Prove that there is at least one triangle. Suppose that $2n$ points are given in space where $n\geq 2$. And $n^2+1$ line segments are drawn between these points. Prove that there is at least one triangle.(a set of three points which are joined pairwise by line segments)
Let $d(p)$ be the number of other points that $p$ is connected to by line segments.

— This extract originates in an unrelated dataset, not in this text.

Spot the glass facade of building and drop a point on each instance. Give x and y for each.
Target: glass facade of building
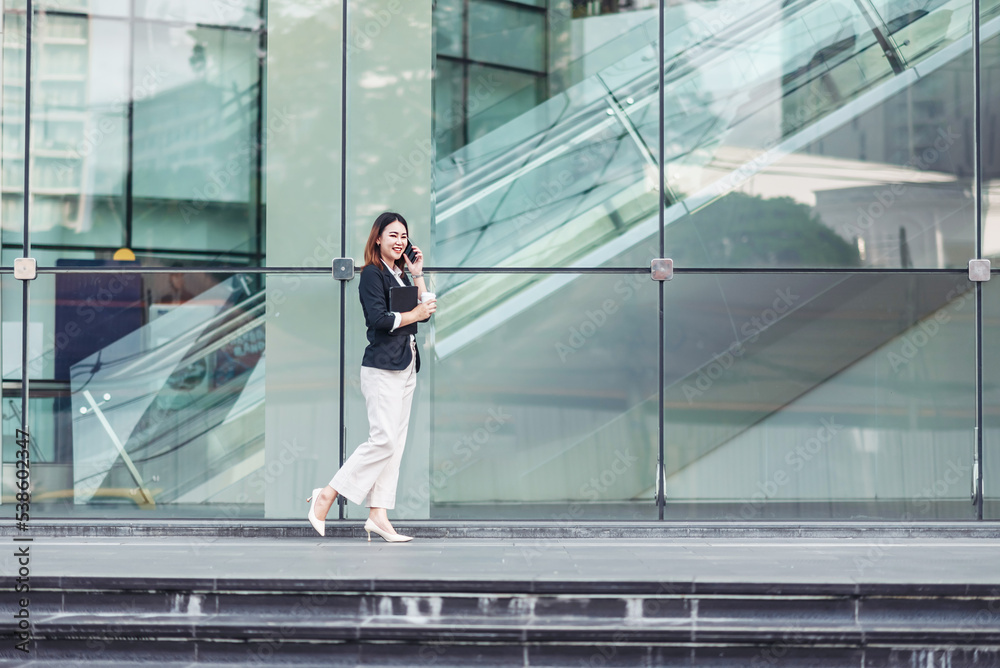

If $p$ and $q$ are connected by a line segment, and $d(p) + d(q) > 2n-2$, then pigeonhole principle implies there's some third point $r$ such that $p,q,r$ form a triangle. 
Would this be a fair approach my hint was to try induction but i'm unsure how to proceed that way. 
 A: The inductive approach uses the fact that you've observed.  Let's see a sketch:
Base Case:

 When $n=2$, there are $4$ points and $5$ edges.  Since there are $\binom{4}{2}=6$ possible edges, all but one edge appears.  Let the four points be $\{p,q,r,s\}$ and $pq$ the edge that doesn't appear.  Then, $\{p,r,s\}$ forms a triangle.

Inductive Case:

 Assume the claim is true when $n=k$ and consider the case where $n=k+1$.  Observe that $(k+1)^2+1=k^2+2k+2$ has $2k+1$ more edges than the $n=k$ case.  Let $p$ and $q$ be two points that are connected by an edge.  Let $d(p)$ be the number of edges incident to $p$ and $d(q)$ be the number of edges incident to $q$.

When there are a large number of edges:  

 If $d(p)+d(q)>2k+2$, then $p$ and $q$ make a triangle with some third point by the pigeonhole principle. ($d(p)-1$ is the number of edges leaving $p$ and not going to $q$, $d(q)-1$ is the number of edges leaving $q$ and not going to $p$, and there are $2k$ other vertices).

When there are a small number of edges:

 If $d(p)+d(q)\leq 2k+2$, then between the $2k$ points other than $p$ and $q$, there are $k^2+1$ edges (remember that $d(p)+d(q)$ double counts the edge between them).  Then, you can use the inductive hypothesis.